Hackers are persistent! APTs are long-term, targeted attacks often carried out by nation-states or organized groups. The Chinese government and Russian organized crime are notorious for infiltrating company databases, and then exfiltrating proprietary IP and product designs over extended periods of time, all the while avoiding detection. Many North American companies have seen their proprietary designs showing up in China, with identical characteristics.

Zero Day Attacks

Certain attacks can be characterized as “zero day attacks,” so called because the organization has zero days to react, as the violation often occurs well before IT administrators are even aware of the breach. By deploying malicious shellcode that scans networks for unpatched software vulnerabilities, APT groups are able to exploit areas of weakness. For this reason, it is essential that an organization, and its entire supply base, remain current on software patches, as even a few days is enough for a hacker to exploit a non-patched vulnerability.

Man-in-the-Middle Attacks

Hackers are also on the lookout for employees who are traveling outside of the office for work and decide to connect via the closest publicly available network, instead of a secure network. As the employee’s laptop looks for the closest network, hackers will set up a device that mimics a fake wireless network. The hackers may cleverly name it something that fools the user into believing it is an approved public network, such as in an airport, and may even have a mock icon. In doing so, the hacker becomes the “man in the middle,” who is capturing everything that the employee does on the network. They will pass on messages sent to other individuals, websites like Amazon, or other providers, but also now have access to the laptop.

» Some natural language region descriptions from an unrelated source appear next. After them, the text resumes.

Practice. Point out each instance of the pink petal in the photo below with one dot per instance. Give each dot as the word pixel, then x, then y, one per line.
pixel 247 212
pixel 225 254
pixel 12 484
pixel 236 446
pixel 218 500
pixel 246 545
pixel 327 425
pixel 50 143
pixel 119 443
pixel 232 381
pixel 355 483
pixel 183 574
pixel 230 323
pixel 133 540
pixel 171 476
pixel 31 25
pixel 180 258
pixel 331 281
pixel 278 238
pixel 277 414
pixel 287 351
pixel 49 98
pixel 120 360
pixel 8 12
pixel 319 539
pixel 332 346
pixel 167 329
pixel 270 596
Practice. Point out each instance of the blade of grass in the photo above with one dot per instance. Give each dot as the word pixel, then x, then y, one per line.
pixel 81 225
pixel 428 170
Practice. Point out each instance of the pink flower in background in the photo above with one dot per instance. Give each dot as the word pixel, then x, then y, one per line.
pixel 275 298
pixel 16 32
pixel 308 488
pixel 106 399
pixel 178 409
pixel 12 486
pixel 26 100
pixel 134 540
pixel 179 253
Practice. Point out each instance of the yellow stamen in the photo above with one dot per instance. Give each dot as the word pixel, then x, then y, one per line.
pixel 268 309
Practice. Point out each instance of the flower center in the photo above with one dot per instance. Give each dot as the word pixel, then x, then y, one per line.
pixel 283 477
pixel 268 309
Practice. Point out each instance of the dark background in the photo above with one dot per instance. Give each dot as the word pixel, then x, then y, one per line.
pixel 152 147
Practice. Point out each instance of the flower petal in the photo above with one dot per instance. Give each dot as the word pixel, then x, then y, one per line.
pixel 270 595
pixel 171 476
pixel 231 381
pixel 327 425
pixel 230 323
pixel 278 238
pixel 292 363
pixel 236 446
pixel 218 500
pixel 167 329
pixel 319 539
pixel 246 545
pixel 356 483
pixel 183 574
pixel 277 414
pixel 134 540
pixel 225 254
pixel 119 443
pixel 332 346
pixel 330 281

Operational Technologies (OT)

Many cyber vulnerabilities for supply chains exist in operating technology (OT), which includes internet of things (IoT) devices, robots, industrial control systems, supervisory control systems, data acquisition systems, programmable logic controllers, and other technology that organizations use to connect, monitor, manage, and secure their industrial operations. These tools and technologies are increasingly at risk, and many organizations are woefully unprepared. Although malicious email attacks are common, more organizations are requiring practices like multi-factor authentication to reduce the risks of such attacks.

To prevent cyberattacks, prevention is clearly a core element. Enabled by AI, systems should ideally be able to detect hackers performing reconnaissance and scanning, before they are able to gain control. Once intrusion occurs, it may be exceedingly difficult to detect an attack, so preventing entry is the ideal approach. Not always so easy to do.

[1] Verizon 2025 Data Breach Investigations Report

Portions of this blog were developed from a presentation by Julie Earp, Professor of Information Systems at NC State University.